The deadline to raise the US debt limit is coming up
The US government is set to run out of money on December 15 if Congress doesn’t take steps to raise the country’s debt limit.
That’s the latest warning from Treasury Secretary Janet Yellen in a letter to House Speaker Nancy Pelosi on Tuesday.
“There are scenarios in which Treasury would be left with insufficient remaining resources to continue to finance the operations of the US Government beyond this date,” Yellen said.
Remember: The December deadline comes after Congress approved a short-term extension of the nation’s debt limit in October following dire warnings from Yellen about the economic fallout that would ensue if the issue went unaddressed.
But now that President Joe Biden has signed into law a $1.2 trillion bipartisan infrastructure package , attention is shifting back to government finances.
It’s unclear how Democrats will proceed.
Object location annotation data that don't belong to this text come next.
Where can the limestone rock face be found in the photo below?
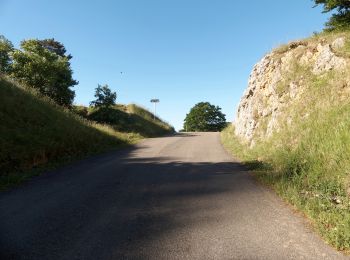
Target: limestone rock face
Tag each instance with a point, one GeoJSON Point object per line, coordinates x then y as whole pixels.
{"type": "Point", "coordinates": [269, 91]}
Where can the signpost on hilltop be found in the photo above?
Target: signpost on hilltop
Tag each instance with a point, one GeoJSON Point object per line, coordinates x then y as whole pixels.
{"type": "Point", "coordinates": [155, 101]}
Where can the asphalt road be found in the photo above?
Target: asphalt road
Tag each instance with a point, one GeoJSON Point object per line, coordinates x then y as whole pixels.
{"type": "Point", "coordinates": [179, 197]}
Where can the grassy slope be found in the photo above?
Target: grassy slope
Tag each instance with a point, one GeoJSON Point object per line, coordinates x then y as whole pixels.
{"type": "Point", "coordinates": [140, 120]}
{"type": "Point", "coordinates": [308, 163]}
{"type": "Point", "coordinates": [36, 134]}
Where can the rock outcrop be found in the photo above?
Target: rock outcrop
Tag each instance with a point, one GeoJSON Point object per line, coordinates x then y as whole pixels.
{"type": "Point", "coordinates": [272, 85]}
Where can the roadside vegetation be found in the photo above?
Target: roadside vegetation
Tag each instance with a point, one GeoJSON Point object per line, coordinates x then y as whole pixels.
{"type": "Point", "coordinates": [205, 117]}
{"type": "Point", "coordinates": [40, 126]}
{"type": "Point", "coordinates": [307, 162]}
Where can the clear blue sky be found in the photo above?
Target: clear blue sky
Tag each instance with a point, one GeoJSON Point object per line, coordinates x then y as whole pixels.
{"type": "Point", "coordinates": [180, 51]}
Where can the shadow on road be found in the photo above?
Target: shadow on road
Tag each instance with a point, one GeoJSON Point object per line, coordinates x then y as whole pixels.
{"type": "Point", "coordinates": [113, 207]}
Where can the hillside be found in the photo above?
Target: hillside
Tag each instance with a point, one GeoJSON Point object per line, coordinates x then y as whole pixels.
{"type": "Point", "coordinates": [37, 134]}
{"type": "Point", "coordinates": [292, 128]}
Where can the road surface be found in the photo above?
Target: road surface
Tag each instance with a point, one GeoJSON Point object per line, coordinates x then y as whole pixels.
{"type": "Point", "coordinates": [178, 197]}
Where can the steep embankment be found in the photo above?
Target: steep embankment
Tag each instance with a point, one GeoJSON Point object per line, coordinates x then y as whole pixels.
{"type": "Point", "coordinates": [293, 124]}
{"type": "Point", "coordinates": [35, 133]}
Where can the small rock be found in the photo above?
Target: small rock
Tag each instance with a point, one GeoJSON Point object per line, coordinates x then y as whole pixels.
{"type": "Point", "coordinates": [336, 200]}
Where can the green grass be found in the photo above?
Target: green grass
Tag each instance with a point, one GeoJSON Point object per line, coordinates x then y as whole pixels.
{"type": "Point", "coordinates": [308, 162]}
{"type": "Point", "coordinates": [37, 135]}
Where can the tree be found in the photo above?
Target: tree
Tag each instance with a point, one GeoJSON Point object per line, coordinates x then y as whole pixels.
{"type": "Point", "coordinates": [6, 47]}
{"type": "Point", "coordinates": [204, 117]}
{"type": "Point", "coordinates": [43, 65]}
{"type": "Point", "coordinates": [104, 97]}
{"type": "Point", "coordinates": [341, 18]}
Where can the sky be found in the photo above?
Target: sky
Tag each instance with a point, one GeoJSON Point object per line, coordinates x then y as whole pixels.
{"type": "Point", "coordinates": [179, 51]}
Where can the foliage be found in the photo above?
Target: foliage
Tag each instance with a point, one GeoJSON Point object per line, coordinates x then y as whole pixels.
{"type": "Point", "coordinates": [341, 18]}
{"type": "Point", "coordinates": [43, 65]}
{"type": "Point", "coordinates": [104, 97]}
{"type": "Point", "coordinates": [204, 117]}
{"type": "Point", "coordinates": [37, 133]}
{"type": "Point", "coordinates": [6, 48]}
{"type": "Point", "coordinates": [307, 161]}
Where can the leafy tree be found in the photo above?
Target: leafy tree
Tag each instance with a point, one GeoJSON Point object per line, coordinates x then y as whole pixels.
{"type": "Point", "coordinates": [104, 97]}
{"type": "Point", "coordinates": [43, 65]}
{"type": "Point", "coordinates": [55, 46]}
{"type": "Point", "coordinates": [204, 117]}
{"type": "Point", "coordinates": [341, 18]}
{"type": "Point", "coordinates": [6, 48]}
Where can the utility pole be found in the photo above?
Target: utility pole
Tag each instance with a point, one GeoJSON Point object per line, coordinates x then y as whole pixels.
{"type": "Point", "coordinates": [155, 101]}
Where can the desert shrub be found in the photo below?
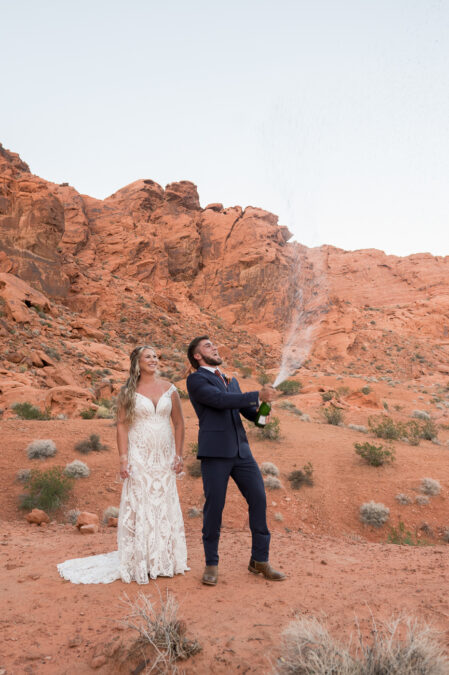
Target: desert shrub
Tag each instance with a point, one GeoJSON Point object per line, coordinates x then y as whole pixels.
{"type": "Point", "coordinates": [71, 516]}
{"type": "Point", "coordinates": [47, 490]}
{"type": "Point", "coordinates": [23, 475]}
{"type": "Point", "coordinates": [374, 514]}
{"type": "Point", "coordinates": [77, 469]}
{"type": "Point", "coordinates": [327, 395]}
{"type": "Point", "coordinates": [110, 512]}
{"type": "Point", "coordinates": [430, 486]}
{"type": "Point", "coordinates": [272, 483]}
{"type": "Point", "coordinates": [88, 413]}
{"type": "Point", "coordinates": [91, 444]}
{"type": "Point", "coordinates": [375, 455]}
{"type": "Point", "coordinates": [272, 430]}
{"type": "Point", "coordinates": [27, 411]}
{"type": "Point", "coordinates": [402, 646]}
{"type": "Point", "coordinates": [269, 469]}
{"type": "Point", "coordinates": [300, 477]}
{"type": "Point", "coordinates": [358, 427]}
{"type": "Point", "coordinates": [289, 387]}
{"type": "Point", "coordinates": [194, 468]}
{"type": "Point", "coordinates": [384, 426]}
{"type": "Point", "coordinates": [403, 499]}
{"type": "Point", "coordinates": [333, 415]}
{"type": "Point", "coordinates": [263, 377]}
{"type": "Point", "coordinates": [421, 415]}
{"type": "Point", "coordinates": [104, 413]}
{"type": "Point", "coordinates": [41, 449]}
{"type": "Point", "coordinates": [161, 631]}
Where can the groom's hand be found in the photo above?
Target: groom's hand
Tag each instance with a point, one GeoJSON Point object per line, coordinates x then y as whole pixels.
{"type": "Point", "coordinates": [268, 394]}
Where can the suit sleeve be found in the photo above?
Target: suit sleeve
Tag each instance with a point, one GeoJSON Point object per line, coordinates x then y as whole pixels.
{"type": "Point", "coordinates": [250, 412]}
{"type": "Point", "coordinates": [205, 392]}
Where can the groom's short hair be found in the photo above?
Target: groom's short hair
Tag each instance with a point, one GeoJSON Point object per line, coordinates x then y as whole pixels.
{"type": "Point", "coordinates": [191, 349]}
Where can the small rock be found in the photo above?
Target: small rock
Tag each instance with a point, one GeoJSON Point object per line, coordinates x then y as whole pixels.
{"type": "Point", "coordinates": [37, 517]}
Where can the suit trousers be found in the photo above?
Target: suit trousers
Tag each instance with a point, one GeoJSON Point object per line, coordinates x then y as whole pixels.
{"type": "Point", "coordinates": [246, 474]}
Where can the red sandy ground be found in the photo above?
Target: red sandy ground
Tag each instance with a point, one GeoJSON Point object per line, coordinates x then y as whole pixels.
{"type": "Point", "coordinates": [337, 568]}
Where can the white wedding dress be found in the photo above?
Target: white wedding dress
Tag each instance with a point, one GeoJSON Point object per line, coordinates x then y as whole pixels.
{"type": "Point", "coordinates": [150, 536]}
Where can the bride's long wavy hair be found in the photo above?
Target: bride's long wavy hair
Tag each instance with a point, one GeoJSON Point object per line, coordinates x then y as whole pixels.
{"type": "Point", "coordinates": [126, 401]}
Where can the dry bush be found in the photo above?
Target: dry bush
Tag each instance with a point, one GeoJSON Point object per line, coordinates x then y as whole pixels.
{"type": "Point", "coordinates": [301, 477]}
{"type": "Point", "coordinates": [41, 449]}
{"type": "Point", "coordinates": [110, 512]}
{"type": "Point", "coordinates": [91, 444]}
{"type": "Point", "coordinates": [269, 469]}
{"type": "Point", "coordinates": [430, 486]}
{"type": "Point", "coordinates": [272, 483]}
{"type": "Point", "coordinates": [23, 475]}
{"type": "Point", "coordinates": [77, 469]}
{"type": "Point", "coordinates": [161, 632]}
{"type": "Point", "coordinates": [374, 514]}
{"type": "Point", "coordinates": [403, 646]}
{"type": "Point", "coordinates": [403, 499]}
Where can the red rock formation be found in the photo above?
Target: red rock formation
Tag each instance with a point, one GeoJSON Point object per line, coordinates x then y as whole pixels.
{"type": "Point", "coordinates": [82, 281]}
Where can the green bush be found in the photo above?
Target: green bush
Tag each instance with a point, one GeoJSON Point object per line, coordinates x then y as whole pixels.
{"type": "Point", "coordinates": [27, 411]}
{"type": "Point", "coordinates": [272, 430]}
{"type": "Point", "coordinates": [91, 444]}
{"type": "Point", "coordinates": [301, 477]}
{"type": "Point", "coordinates": [384, 426]}
{"type": "Point", "coordinates": [375, 455]}
{"type": "Point", "coordinates": [333, 415]}
{"type": "Point", "coordinates": [288, 387]}
{"type": "Point", "coordinates": [47, 490]}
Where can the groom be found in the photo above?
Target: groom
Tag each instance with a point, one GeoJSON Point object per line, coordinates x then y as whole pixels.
{"type": "Point", "coordinates": [224, 452]}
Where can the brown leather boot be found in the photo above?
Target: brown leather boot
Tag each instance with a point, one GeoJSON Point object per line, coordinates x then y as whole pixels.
{"type": "Point", "coordinates": [266, 570]}
{"type": "Point", "coordinates": [210, 575]}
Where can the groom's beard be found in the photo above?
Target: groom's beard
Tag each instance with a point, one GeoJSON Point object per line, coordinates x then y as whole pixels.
{"type": "Point", "coordinates": [212, 361]}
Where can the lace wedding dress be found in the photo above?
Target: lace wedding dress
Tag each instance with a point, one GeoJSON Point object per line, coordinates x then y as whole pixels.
{"type": "Point", "coordinates": [150, 535]}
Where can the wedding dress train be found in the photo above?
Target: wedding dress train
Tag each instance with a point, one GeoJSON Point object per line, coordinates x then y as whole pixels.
{"type": "Point", "coordinates": [150, 535]}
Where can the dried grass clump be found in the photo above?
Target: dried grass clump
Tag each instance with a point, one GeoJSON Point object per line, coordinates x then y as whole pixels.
{"type": "Point", "coordinates": [110, 512]}
{"type": "Point", "coordinates": [23, 475]}
{"type": "Point", "coordinates": [160, 632]}
{"type": "Point", "coordinates": [91, 444]}
{"type": "Point", "coordinates": [269, 469]}
{"type": "Point", "coordinates": [403, 646]}
{"type": "Point", "coordinates": [403, 499]}
{"type": "Point", "coordinates": [41, 449]}
{"type": "Point", "coordinates": [430, 486]}
{"type": "Point", "coordinates": [77, 469]}
{"type": "Point", "coordinates": [272, 483]}
{"type": "Point", "coordinates": [374, 514]}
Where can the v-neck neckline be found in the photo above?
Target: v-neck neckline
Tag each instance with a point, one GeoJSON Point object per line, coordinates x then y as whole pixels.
{"type": "Point", "coordinates": [151, 400]}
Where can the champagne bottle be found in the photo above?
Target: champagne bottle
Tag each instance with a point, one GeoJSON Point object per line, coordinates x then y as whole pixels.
{"type": "Point", "coordinates": [262, 414]}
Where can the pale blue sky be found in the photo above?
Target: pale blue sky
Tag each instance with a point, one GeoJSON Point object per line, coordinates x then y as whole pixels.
{"type": "Point", "coordinates": [332, 114]}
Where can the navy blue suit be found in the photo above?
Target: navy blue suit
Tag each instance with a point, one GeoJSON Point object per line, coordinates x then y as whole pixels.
{"type": "Point", "coordinates": [224, 452]}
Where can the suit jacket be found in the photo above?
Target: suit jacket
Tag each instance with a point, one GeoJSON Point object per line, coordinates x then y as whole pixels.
{"type": "Point", "coordinates": [221, 432]}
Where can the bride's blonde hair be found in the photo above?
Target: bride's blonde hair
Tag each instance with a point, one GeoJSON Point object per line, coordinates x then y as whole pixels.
{"type": "Point", "coordinates": [126, 401]}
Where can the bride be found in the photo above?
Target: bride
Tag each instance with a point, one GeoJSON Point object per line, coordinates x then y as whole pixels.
{"type": "Point", "coordinates": [150, 535]}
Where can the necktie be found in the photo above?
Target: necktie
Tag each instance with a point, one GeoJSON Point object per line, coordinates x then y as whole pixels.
{"type": "Point", "coordinates": [217, 372]}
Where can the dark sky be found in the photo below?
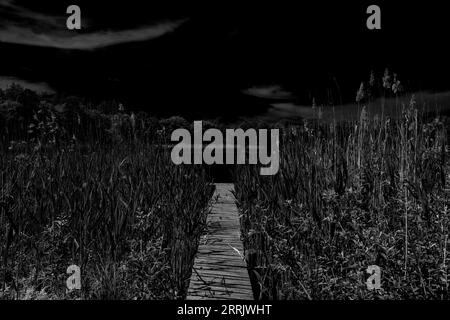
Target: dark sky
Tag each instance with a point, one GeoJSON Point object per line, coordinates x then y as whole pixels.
{"type": "Point", "coordinates": [211, 59]}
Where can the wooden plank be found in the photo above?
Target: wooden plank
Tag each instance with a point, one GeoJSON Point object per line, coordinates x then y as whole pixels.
{"type": "Point", "coordinates": [220, 272]}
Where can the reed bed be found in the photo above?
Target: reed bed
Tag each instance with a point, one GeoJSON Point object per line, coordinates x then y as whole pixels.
{"type": "Point", "coordinates": [127, 216]}
{"type": "Point", "coordinates": [374, 191]}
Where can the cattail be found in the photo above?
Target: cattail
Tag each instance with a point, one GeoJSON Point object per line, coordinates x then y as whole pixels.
{"type": "Point", "coordinates": [361, 94]}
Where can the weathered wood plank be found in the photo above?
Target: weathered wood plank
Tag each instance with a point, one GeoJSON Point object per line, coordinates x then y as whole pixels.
{"type": "Point", "coordinates": [220, 271]}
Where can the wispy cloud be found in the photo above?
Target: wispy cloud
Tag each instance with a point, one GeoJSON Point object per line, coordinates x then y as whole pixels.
{"type": "Point", "coordinates": [27, 27]}
{"type": "Point", "coordinates": [26, 36]}
{"type": "Point", "coordinates": [391, 107]}
{"type": "Point", "coordinates": [39, 87]}
{"type": "Point", "coordinates": [269, 92]}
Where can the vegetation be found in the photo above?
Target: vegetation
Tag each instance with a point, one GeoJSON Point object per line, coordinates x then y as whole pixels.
{"type": "Point", "coordinates": [349, 195]}
{"type": "Point", "coordinates": [80, 186]}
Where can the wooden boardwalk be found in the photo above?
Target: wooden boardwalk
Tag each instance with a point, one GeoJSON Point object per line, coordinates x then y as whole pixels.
{"type": "Point", "coordinates": [220, 271]}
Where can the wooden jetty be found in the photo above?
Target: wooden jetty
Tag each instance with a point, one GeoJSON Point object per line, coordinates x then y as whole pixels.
{"type": "Point", "coordinates": [220, 271]}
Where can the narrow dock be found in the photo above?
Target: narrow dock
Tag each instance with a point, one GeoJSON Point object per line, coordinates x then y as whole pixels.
{"type": "Point", "coordinates": [220, 271]}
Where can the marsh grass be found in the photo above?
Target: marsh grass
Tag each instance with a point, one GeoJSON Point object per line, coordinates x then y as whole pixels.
{"type": "Point", "coordinates": [128, 217]}
{"type": "Point", "coordinates": [349, 195]}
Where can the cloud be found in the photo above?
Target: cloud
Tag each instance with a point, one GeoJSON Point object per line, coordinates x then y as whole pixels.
{"type": "Point", "coordinates": [38, 87]}
{"type": "Point", "coordinates": [90, 41]}
{"type": "Point", "coordinates": [426, 101]}
{"type": "Point", "coordinates": [24, 26]}
{"type": "Point", "coordinates": [269, 92]}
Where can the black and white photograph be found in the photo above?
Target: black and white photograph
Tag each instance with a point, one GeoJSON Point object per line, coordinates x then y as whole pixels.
{"type": "Point", "coordinates": [252, 151]}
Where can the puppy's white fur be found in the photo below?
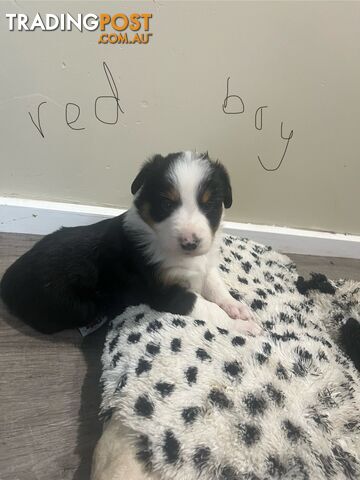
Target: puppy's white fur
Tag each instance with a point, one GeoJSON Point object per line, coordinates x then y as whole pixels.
{"type": "Point", "coordinates": [114, 458]}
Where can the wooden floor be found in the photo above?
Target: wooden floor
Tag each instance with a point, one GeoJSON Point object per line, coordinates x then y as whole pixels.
{"type": "Point", "coordinates": [49, 385]}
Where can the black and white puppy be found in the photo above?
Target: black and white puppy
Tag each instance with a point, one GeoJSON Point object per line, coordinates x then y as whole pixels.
{"type": "Point", "coordinates": [163, 252]}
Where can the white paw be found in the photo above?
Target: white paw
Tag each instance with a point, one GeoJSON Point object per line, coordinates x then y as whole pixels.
{"type": "Point", "coordinates": [237, 310]}
{"type": "Point", "coordinates": [243, 316]}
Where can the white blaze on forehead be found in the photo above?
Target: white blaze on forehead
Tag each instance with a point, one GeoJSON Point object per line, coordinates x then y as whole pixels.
{"type": "Point", "coordinates": [187, 173]}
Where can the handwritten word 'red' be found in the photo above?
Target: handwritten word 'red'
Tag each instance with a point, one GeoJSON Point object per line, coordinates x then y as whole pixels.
{"type": "Point", "coordinates": [236, 106]}
{"type": "Point", "coordinates": [73, 111]}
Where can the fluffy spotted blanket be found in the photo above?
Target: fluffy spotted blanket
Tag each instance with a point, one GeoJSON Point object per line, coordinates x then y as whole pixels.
{"type": "Point", "coordinates": [211, 404]}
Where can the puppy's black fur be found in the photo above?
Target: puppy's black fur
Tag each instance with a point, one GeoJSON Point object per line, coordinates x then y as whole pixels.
{"type": "Point", "coordinates": [77, 275]}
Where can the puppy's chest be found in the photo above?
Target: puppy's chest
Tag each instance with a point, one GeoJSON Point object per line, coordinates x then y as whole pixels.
{"type": "Point", "coordinates": [189, 273]}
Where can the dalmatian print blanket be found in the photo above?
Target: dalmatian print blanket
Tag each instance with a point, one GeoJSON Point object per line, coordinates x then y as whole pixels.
{"type": "Point", "coordinates": [209, 403]}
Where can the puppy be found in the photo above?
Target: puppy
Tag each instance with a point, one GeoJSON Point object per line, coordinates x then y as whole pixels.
{"type": "Point", "coordinates": [163, 252]}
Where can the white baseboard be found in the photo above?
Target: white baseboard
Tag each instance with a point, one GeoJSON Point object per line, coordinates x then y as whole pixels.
{"type": "Point", "coordinates": [18, 215]}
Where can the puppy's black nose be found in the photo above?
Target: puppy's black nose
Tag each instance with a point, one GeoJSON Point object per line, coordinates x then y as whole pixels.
{"type": "Point", "coordinates": [189, 244]}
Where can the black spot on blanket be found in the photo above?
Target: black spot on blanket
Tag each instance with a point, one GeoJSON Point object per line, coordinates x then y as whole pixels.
{"type": "Point", "coordinates": [234, 369]}
{"type": "Point", "coordinates": [139, 316]}
{"type": "Point", "coordinates": [223, 331]}
{"type": "Point", "coordinates": [209, 336]}
{"type": "Point", "coordinates": [189, 414]}
{"type": "Point", "coordinates": [143, 366]}
{"type": "Point", "coordinates": [175, 345]}
{"type": "Point", "coordinates": [293, 432]}
{"type": "Point", "coordinates": [144, 452]}
{"type": "Point", "coordinates": [179, 322]}
{"type": "Point", "coordinates": [258, 304]}
{"type": "Point", "coordinates": [318, 282]}
{"type": "Point", "coordinates": [201, 457]}
{"type": "Point", "coordinates": [152, 348]}
{"type": "Point", "coordinates": [164, 388]}
{"type": "Point", "coordinates": [134, 337]}
{"type": "Point", "coordinates": [219, 399]}
{"type": "Point", "coordinates": [144, 406]}
{"type": "Point", "coordinates": [154, 326]}
{"type": "Point", "coordinates": [249, 433]}
{"type": "Point", "coordinates": [202, 354]}
{"type": "Point", "coordinates": [350, 340]}
{"type": "Point", "coordinates": [255, 404]}
{"type": "Point", "coordinates": [238, 341]}
{"type": "Point", "coordinates": [171, 447]}
{"type": "Point", "coordinates": [246, 266]}
{"type": "Point", "coordinates": [191, 375]}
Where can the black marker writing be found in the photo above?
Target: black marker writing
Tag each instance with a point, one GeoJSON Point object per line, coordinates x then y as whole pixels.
{"type": "Point", "coordinates": [114, 96]}
{"type": "Point", "coordinates": [260, 109]}
{"type": "Point", "coordinates": [258, 124]}
{"type": "Point", "coordinates": [38, 125]}
{"type": "Point", "coordinates": [283, 156]}
{"type": "Point", "coordinates": [225, 103]}
{"type": "Point", "coordinates": [75, 120]}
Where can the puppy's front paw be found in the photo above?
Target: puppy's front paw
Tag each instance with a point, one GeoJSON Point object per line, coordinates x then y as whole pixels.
{"type": "Point", "coordinates": [237, 310]}
{"type": "Point", "coordinates": [247, 326]}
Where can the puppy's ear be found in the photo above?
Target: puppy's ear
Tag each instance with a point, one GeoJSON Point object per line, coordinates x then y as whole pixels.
{"type": "Point", "coordinates": [140, 178]}
{"type": "Point", "coordinates": [144, 172]}
{"type": "Point", "coordinates": [225, 180]}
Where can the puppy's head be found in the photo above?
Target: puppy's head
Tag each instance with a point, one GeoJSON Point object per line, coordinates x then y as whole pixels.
{"type": "Point", "coordinates": [181, 197]}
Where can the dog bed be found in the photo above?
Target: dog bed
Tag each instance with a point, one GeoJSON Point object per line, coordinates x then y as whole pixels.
{"type": "Point", "coordinates": [210, 403]}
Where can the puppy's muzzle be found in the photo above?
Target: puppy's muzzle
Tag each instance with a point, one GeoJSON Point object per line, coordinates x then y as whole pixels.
{"type": "Point", "coordinates": [189, 243]}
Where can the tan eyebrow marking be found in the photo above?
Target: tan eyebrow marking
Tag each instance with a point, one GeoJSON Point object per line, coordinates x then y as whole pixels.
{"type": "Point", "coordinates": [205, 197]}
{"type": "Point", "coordinates": [172, 194]}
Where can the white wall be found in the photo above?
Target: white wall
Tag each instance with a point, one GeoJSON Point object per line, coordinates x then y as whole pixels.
{"type": "Point", "coordinates": [301, 59]}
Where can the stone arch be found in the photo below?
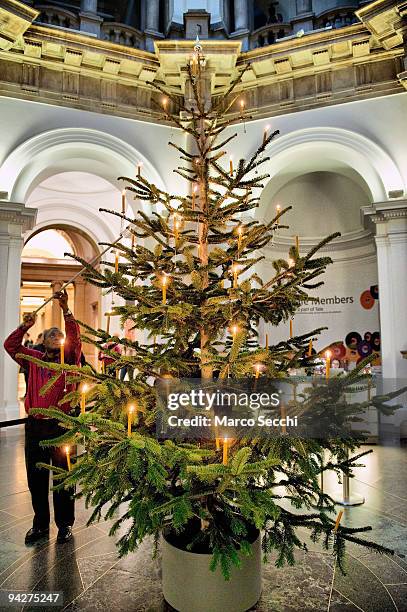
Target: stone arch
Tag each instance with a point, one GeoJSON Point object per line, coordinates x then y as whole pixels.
{"type": "Point", "coordinates": [67, 149]}
{"type": "Point", "coordinates": [329, 148]}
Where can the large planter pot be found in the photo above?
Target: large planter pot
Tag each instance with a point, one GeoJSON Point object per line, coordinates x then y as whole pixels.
{"type": "Point", "coordinates": [190, 586]}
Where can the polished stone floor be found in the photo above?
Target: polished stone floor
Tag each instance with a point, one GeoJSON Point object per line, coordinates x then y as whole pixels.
{"type": "Point", "coordinates": [92, 578]}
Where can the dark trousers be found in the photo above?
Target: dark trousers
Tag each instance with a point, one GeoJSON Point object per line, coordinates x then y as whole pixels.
{"type": "Point", "coordinates": [38, 478]}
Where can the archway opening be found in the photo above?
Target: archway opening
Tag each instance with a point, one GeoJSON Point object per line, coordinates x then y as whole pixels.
{"type": "Point", "coordinates": [45, 268]}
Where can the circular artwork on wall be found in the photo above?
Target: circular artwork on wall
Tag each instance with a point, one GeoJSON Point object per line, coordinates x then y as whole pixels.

Republican leaders, including Senate Minority Leader Mitch McConnell, have repeatedly stated they will not help with legislation to raise the debt limit. Democrats have argued the issue is a bipartisan responsibility.
Yellen cautioned that the situation is quickly becoming urgent again.
“To ensure the full faith and credit of the United States, it is critical that Congress raise or suspend the debt limit as soon as possible,” she said.
Investor insight: For all the brinkmanship, Wall Street is expecting Congress will do what’s necessary to avert a US default — a “code red” situation that could result in a recession.
“For investors, the message is the same: Debt ceiling worries will resurface, but we believe Congress will once again avoid walking over the cliff,” BTIG’s Isaac Boltansky said in a recent note to clients.
Wall Street bonuses are set to surge this year
The stock market has been hitting record highs. Unicorn startups are making their public debuts at a record clip. And many big companies are tapping piles of cash for big-ticket acquisitions.
Behind the curtain is Wall Street’s investment bankers, who are expecting big increases in their bonus checks as a result of the action.
Consultancy Johnson Associates is forecasting a surge in bonuses for financial service professionals from a year ago, when many on Wall Street took home slimmer checks as the pandemic weighed on the global economy and dealmaking, my CNN Business colleague Paul R. La Monica reports.
“Virtually all financial services industry segments, including investment banking, asset management and alternative investments are performing at record levels,” Alan Johnson of Johnson Associates said in a report. “This, in turn, will translate into incentive award increases we haven’t seen in the industry since before the Great Recession,” he added.
Investment banking advisers and equity traders are both expected to see 20% to 25% jumps in their bonuses compared to 2020, while those underwriting stock issuance could get bonus increases of 30% to 35%.
Remember: Wall Street is raking in huge sums of money as companies try to take advantage of the market boom. Last quarter, Goldman Sachs brought in $3.7 billion in investment banking fees, the second-highest haul on record. During the same period, Citi logged its best quarter for mergers and acquisitions in a decade.
As profits leap, workers across the pay spectrum are demanding more. At Goldman, total compensation, which includes salary and bonuses, came to an average of more than $336,000 per employee during the first nine months of the year.
Baidu, Lowe’s, Target and TJX report results before US markets open. Bath & Body Works, Cisco, Nvidia and Victoria’s Secret follow after the close.
- US housing starts and building permits for October arrive at 8:30 a.m. ET.
- The latest data on US crude oil inventories follows at 10:30 a.m. ET.
Coming tomorrow: Earnings from Alibaba, JD.com, Macy’s and Kohl’s.